I wore the pin every day that I was there. If I forgot to put it on, Mike reminded me. I still have it. While it cost the person who lost it in the snow bank pennies at most, it is priceless to me for the sweetest memories it brings.
Of course, we hugged and fawned over Mike (which he loved!) the rest of that afternoon. Talking about “being lost” and then “being found” seemed to energize him, in fact! Later I asked him if he was scared while trapped in the snow. His eyes lit up. “Why would I be scared?” he said in his high-pitched little boy voice. For Mike, life was an adventure!
* * * * * * * * * * * *
When Chris and Mike were toddlers they still lived in Dubuque. For whatever reason, there were some Sunday mornings they were at the Hardie house . . . and I would take them to church with me.

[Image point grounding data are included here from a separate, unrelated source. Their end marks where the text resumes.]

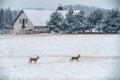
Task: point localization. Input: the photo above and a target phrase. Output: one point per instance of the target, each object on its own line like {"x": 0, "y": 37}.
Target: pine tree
{"x": 69, "y": 22}
{"x": 1, "y": 18}
{"x": 80, "y": 22}
{"x": 8, "y": 18}
{"x": 94, "y": 20}
{"x": 111, "y": 22}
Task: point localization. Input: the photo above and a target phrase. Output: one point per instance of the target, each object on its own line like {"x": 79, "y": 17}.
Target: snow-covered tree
{"x": 80, "y": 22}
{"x": 1, "y": 18}
{"x": 111, "y": 22}
{"x": 69, "y": 22}
{"x": 55, "y": 23}
{"x": 94, "y": 20}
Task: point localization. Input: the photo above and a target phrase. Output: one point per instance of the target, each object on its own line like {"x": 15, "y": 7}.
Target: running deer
{"x": 33, "y": 59}
{"x": 75, "y": 58}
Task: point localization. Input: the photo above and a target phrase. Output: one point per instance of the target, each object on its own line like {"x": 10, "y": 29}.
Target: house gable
{"x": 18, "y": 23}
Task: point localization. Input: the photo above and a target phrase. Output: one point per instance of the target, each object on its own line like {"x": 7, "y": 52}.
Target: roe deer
{"x": 75, "y": 58}
{"x": 34, "y": 59}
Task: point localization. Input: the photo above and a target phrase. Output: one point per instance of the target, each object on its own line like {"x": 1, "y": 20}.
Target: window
{"x": 26, "y": 21}
{"x": 20, "y": 21}
{"x": 23, "y": 23}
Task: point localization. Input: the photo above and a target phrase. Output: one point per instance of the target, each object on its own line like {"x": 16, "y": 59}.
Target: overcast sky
{"x": 52, "y": 4}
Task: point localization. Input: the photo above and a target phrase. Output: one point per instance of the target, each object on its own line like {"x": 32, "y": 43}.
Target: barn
{"x": 33, "y": 21}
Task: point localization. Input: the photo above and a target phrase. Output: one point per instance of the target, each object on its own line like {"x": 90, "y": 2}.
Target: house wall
{"x": 17, "y": 26}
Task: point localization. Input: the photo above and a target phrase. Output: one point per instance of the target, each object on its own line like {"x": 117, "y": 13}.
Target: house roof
{"x": 40, "y": 17}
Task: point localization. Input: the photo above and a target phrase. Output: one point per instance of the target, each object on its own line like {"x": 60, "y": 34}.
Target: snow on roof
{"x": 40, "y": 17}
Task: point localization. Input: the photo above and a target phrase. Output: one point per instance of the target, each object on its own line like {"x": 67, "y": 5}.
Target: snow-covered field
{"x": 100, "y": 57}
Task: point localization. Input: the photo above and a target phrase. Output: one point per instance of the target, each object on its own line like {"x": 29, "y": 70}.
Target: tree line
{"x": 7, "y": 17}
{"x": 97, "y": 21}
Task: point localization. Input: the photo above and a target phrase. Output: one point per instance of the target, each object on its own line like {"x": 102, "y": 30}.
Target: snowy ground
{"x": 100, "y": 57}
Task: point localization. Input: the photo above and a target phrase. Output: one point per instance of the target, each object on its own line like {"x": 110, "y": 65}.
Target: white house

I LOVED taking them to church because I thought everyone there would think they were mine! (I was 16 or 17 at the time.) They were pretty cute with their curly heads and sweet smiles. What’s more, they were fairly well-behaved. (Hard to believe, I know, because later they so enjoyed getting on each other’s nerves!) Instead of picture books, crayons and treats that nowadays keep kids entertained while in church, Chris and Mike had none. It never dawned on me, I guess, to bring such things along. They seemed content perusing the songbooks and prayer books they found in the pew (pretty boring with only words and no pictures to look at). When that lost favor, they’d whisper to each other or just sit back and look around, captivating those nearby. I know this because more than once after church someone or other – usually older ladies – would stop and tell me, “What lovely little boys!”
Some of my happiest moments in life were being with my two nephews when they were young!